W Norwegii nie funkcjonuje kara dożywocia, więc Breivik został skazany na 21 lat. Karę odbywa od 2 lat i kolejny już raz poskarżył się na warunki panujące w więzieniu w czterostronicowym, odręcznie napisanym liście przekazanym władzom zakładu karnego. M.in. chciałby mieć nowszą konsolę do gier.
Breivik grozi podjęciem strajku głodowego, jeśli minister sprawiedliwości nie przestanie traktować go "gorzej niż zwierzęcia". - "Jeśli umrę, wszyscy prawicowi ekstremiści w Europie będą dokładnie wiedzieli, kto konkretnie jest za to odpowiedzialny (...) Może to przynieść krótkoterminowe konsekwencje dla osób, które do tego doprowadziły i całej Norwegii, która w ciągu najbliższych kilkunastu, kilkudziesięciu lat będzie miała nowy faszystowski ustrój"- podkreśla w swoim liście.
Sprawca masakry w Oslo i na wyspie Utoya poskarżył się też, że "przechodzi przez piekło", którego nie może już wytrzymać.
22 lipca 2011 r.

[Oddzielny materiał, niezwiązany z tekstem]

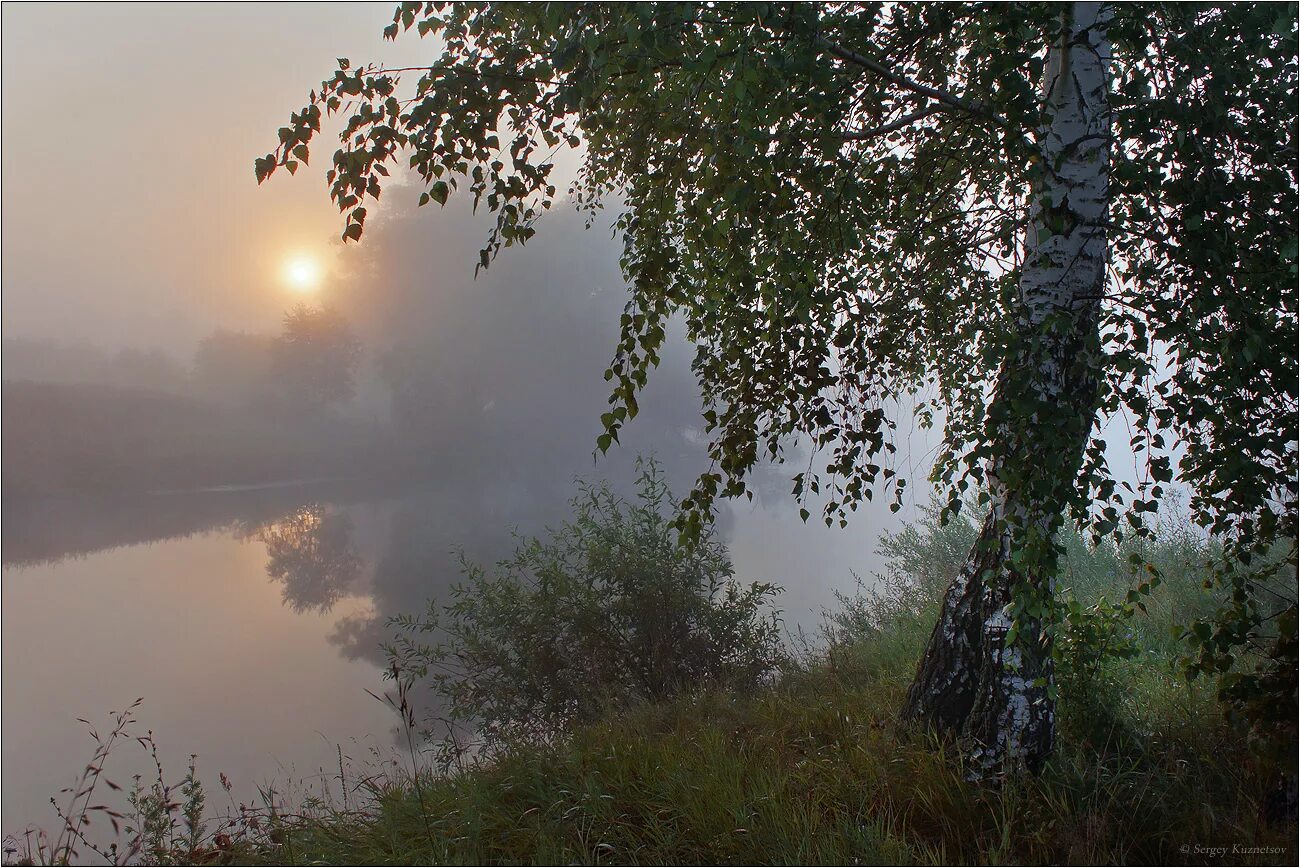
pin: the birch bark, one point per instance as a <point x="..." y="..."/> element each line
<point x="971" y="680"/>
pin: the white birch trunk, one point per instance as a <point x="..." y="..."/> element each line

Breivik dokonał zamachu bombowego w dzielnicy rządowej Oslo, w którym zginęło osiem osób. 69 kolejnych osób - w zdecydowanej większości dzieci i młodzież - zastrzelił na wyspie Utoya, gdzie odbywał się obóz młodzieżówki norweskiej Partii Pracy.
Nie wyrażał skruchy przed sądem, a swoją zbrodnię argumentował ochroną Norwegii przed "islamizacją i wielokulturowością".
W 2012 r. Breivik został skazany na 21 lat więzienia z możliwością przedłużenia kary, jeśli sąd po tym czasie stwierdzi, że wciąż stanowi zagrożenie.